„Sąd Najwyższy uwzględnił skargę nadzwyczajną Prokuratora Generalnego Zbigniewa Ziobro od wyroku warszawskiego sądu, bezzasadnie zdejmującego z przedsiębiorcy odpowiedzialność cywilną wobec kobiety poszkodowanej w wypadku jego autokaru w Serbii w 2008 roku” - poinformował rzecznik prasowy Prokuratury Krajowej prok. Łukasz Łapczyński.
Wypadek w Serbii i jego ofiary
Do wypadku autokaru z 66 polskimi turystami wracającymi z pobytu w Bułgarii doszło 11 lipca 2008 roku w serbskiej miejscowości Indija, 20 kilometrów od Belgradu. W wypadku zginęło sześć osób, w tym dwoje dzieci, a 60 osób trafiło do szpitala. Winnym wypadku był kierowca polskiego autokaru.
Autokarem podróżowała powódka. W wyniku wypadku doznała ona bardzo poważnych obrażeń ciała, m.in. trwałego uszkodzenia obu rąk, a także szkód psychicznych.

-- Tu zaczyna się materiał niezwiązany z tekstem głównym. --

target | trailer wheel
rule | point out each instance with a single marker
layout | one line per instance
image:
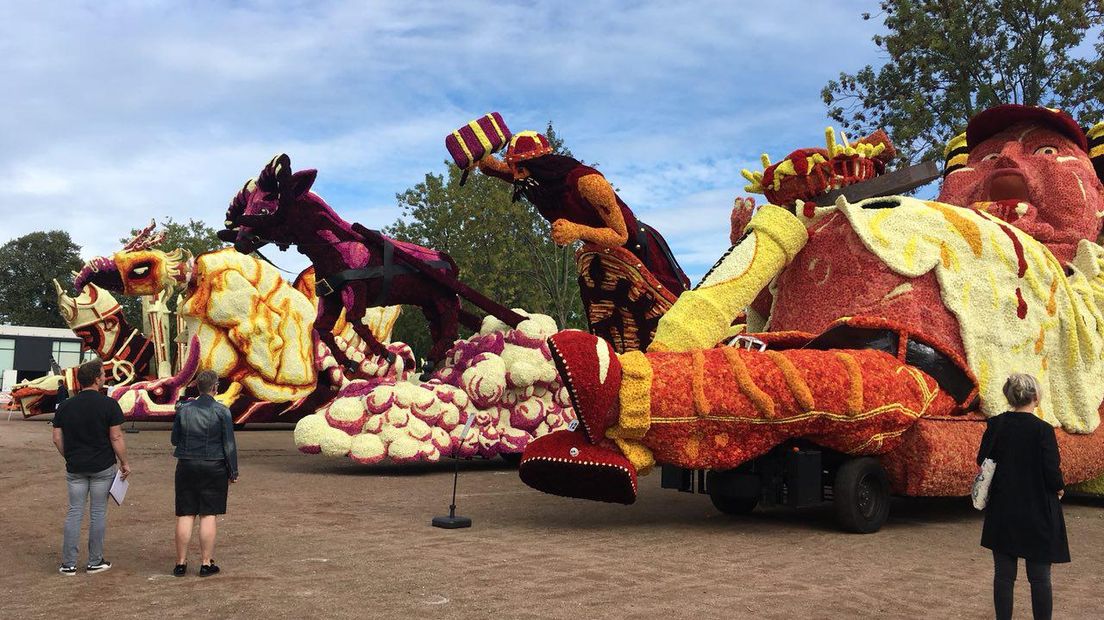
(730, 504)
(861, 493)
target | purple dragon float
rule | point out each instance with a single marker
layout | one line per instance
(358, 268)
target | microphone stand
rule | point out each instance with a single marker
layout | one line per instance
(453, 522)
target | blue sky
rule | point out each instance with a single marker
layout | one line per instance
(119, 111)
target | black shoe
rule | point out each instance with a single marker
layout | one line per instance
(98, 567)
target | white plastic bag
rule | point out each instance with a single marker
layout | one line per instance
(979, 493)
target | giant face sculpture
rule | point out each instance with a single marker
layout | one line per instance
(1043, 173)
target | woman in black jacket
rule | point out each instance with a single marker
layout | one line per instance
(1023, 517)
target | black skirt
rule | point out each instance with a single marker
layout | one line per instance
(201, 487)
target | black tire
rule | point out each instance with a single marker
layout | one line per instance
(730, 504)
(861, 495)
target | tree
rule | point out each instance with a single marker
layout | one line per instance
(503, 248)
(27, 267)
(947, 60)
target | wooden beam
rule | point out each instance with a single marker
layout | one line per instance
(889, 184)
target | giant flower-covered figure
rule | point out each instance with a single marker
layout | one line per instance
(628, 276)
(888, 318)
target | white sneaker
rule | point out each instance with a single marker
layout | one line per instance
(98, 567)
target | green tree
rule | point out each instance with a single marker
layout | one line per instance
(503, 248)
(27, 267)
(947, 60)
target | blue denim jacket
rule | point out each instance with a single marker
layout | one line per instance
(202, 429)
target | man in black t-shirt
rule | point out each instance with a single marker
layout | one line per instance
(88, 433)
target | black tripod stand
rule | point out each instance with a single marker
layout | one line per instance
(453, 522)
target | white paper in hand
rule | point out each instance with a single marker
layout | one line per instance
(118, 490)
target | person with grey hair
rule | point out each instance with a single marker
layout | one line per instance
(207, 462)
(1023, 517)
(88, 433)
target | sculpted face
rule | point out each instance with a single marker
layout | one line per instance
(1044, 173)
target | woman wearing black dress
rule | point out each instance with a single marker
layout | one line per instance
(1023, 517)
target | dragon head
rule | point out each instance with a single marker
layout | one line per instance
(137, 269)
(258, 211)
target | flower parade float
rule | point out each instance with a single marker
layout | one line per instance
(885, 330)
(241, 319)
(502, 378)
(628, 276)
(96, 317)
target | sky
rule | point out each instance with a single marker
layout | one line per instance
(116, 113)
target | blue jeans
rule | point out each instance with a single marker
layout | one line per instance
(81, 487)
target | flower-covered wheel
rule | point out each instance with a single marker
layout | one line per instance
(861, 495)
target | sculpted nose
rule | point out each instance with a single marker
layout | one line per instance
(1009, 153)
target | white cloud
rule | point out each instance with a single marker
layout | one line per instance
(119, 111)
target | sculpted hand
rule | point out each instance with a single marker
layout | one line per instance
(561, 233)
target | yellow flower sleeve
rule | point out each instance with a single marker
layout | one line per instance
(702, 317)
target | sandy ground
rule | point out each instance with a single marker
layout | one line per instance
(312, 536)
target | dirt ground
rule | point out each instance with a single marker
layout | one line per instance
(311, 536)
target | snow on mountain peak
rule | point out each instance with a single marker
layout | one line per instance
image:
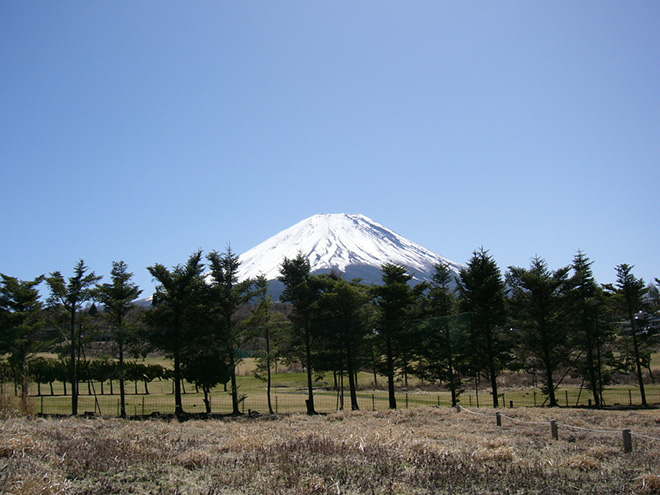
(339, 241)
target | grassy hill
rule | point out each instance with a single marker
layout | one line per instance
(423, 450)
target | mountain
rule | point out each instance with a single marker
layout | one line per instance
(353, 245)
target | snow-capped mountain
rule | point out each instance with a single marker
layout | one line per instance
(354, 245)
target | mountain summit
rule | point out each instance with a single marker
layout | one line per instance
(353, 245)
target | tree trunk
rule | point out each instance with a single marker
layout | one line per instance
(310, 383)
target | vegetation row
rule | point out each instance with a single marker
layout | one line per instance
(457, 331)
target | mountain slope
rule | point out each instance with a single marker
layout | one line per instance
(351, 244)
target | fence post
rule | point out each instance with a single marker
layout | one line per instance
(627, 441)
(554, 430)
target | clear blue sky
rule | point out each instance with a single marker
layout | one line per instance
(141, 131)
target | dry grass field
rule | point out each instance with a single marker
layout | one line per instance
(416, 451)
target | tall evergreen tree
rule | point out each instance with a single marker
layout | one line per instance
(629, 292)
(538, 308)
(20, 318)
(443, 342)
(394, 300)
(482, 292)
(117, 299)
(342, 307)
(301, 292)
(265, 323)
(227, 297)
(178, 309)
(590, 335)
(70, 297)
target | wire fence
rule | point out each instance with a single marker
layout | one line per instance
(626, 433)
(326, 401)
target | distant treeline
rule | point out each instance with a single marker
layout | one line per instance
(453, 330)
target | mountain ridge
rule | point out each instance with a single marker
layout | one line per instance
(351, 244)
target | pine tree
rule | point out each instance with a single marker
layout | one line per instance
(539, 310)
(117, 298)
(342, 308)
(394, 300)
(482, 293)
(265, 324)
(70, 297)
(227, 297)
(629, 292)
(444, 341)
(590, 334)
(20, 318)
(300, 291)
(178, 311)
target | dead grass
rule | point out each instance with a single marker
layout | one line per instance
(414, 451)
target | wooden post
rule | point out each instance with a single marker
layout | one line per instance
(627, 441)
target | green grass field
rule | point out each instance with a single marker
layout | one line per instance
(289, 394)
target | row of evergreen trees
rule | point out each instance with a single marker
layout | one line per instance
(449, 330)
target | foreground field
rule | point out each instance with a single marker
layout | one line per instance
(423, 450)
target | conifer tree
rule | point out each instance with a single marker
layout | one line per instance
(300, 291)
(227, 297)
(394, 300)
(590, 333)
(342, 309)
(265, 323)
(629, 292)
(178, 309)
(20, 318)
(444, 341)
(538, 306)
(69, 297)
(482, 293)
(117, 299)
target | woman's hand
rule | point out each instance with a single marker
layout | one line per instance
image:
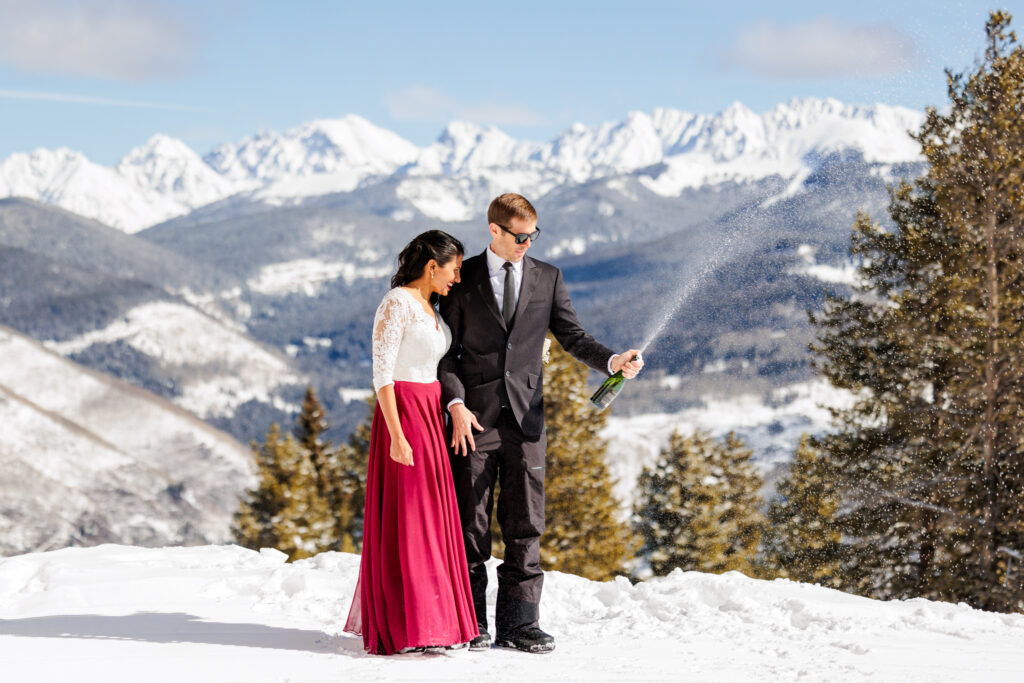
(401, 452)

Kobieta do tej pory ma problem z codziennym funkcjonowaniem i nie jest w stanie samodzielnie opiekować się dwójką swoich dzieci
— wyjaśnił prokurator Łukasz Łapczyński.
Pozew i przypozwanie ws. zadośćuczynienia
W pozwie skierowanym do Sądu Okręgowego w Warszawie w grudniu 2009 roku, wniosła o zasądzenie od towarzystwa ubezpieczeniowego kwoty 270 tys. złotych wraz z ustawowymi odsetkami tytułem zadośćuczynienia, skapitalizowanej renty na zwiększone potrzeby za okres od wypadku do dnia wytoczenia powództwa, a także renty na zwiększone potrzeby w wysokości 2 tys. złotych
— przypomniał rzecznik PK.
O oddalenie powództwa wniosło wtedy towarzystwo ubezpieczeniowe, które we wniosku wskazało, że nie ponosi odpowiedzialności za skutki wypadku, ponieważ autokar nie miał tzw. Zielonej Karty, która obowiązywałaby w dniu zdarzenia na terytorium Serbii. „Równocześnie ubezpieczyciel poinformował sąd, że podjął decyzję o możliwości wypłat dla poszkodowanych w drodze szczególnego wyjątku. W przypadku powódki kwota ta wynieść miała 230 tys. złotych” - zaznaczył prokurator.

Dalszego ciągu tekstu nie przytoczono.